In some areas crime has been going down generally, although there is a degree of dispute as to whether it is really going down or just that reporting criteria have changed. Some offences have changed category, some have switched from arrest to convictions for data etc. That aside it is only violence among teenagers that I am concerned with – not general crime among teenagers. Violence is increasing. In some areas local authorities are introducing or considering curfews to combat it. The licensing hours of many clubs etc., are being reduced.

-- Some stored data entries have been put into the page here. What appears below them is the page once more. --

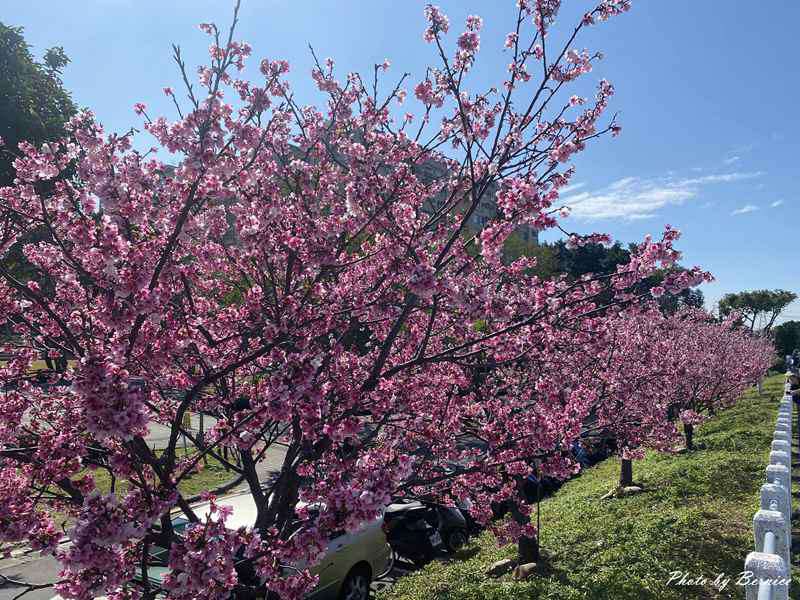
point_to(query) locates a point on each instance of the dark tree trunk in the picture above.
(527, 546)
(688, 432)
(527, 550)
(626, 473)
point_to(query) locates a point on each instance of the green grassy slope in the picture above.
(695, 516)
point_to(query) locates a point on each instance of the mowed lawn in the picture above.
(694, 517)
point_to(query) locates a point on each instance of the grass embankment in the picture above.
(695, 517)
(210, 477)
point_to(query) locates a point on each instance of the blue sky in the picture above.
(707, 93)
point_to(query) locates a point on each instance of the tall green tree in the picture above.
(34, 107)
(602, 260)
(758, 308)
(33, 102)
(787, 337)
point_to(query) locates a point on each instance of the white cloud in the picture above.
(572, 187)
(635, 198)
(745, 209)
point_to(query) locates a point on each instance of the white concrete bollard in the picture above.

My sources are hard copy monthly reports, subscribed to by my employer, not internet blogs or websites. Although Google gives a massive array of widely varying opinions and stats, hard to assess, the major newspaper archives give access to many Government and Court stats supporting my contention. Try the London Times for instance. They seem very concerned with increased teenage use of knives or “glassing” in violence as does the New York Times. Do some archive searches on teenage crime and statistics in violence.

astrocom's avatar

@DarkScribe: Ahh, as in the type of statistics you can’t show to me because your company pays good money for them, very good. I honestly wouldn’t know about statistics anywhere other than the Northeastern US, and I’d never been given hard statistics about that area either; it’s just where I grew up, and the idea I got from people I grew up around. The other thing is I’m not terribly concerned with what the media thinks is noteworthy, they tend to exaggerate and give terrible misrepresentations, because they base stories on anecdotes as opposed to statistics, and they then tend to over-emphasize statistics, by stating a scary sounding number and not giving you anything to compare it to. Though I’d trust newspapers to do this far, far less than other news sources, especially the Times (both of them.)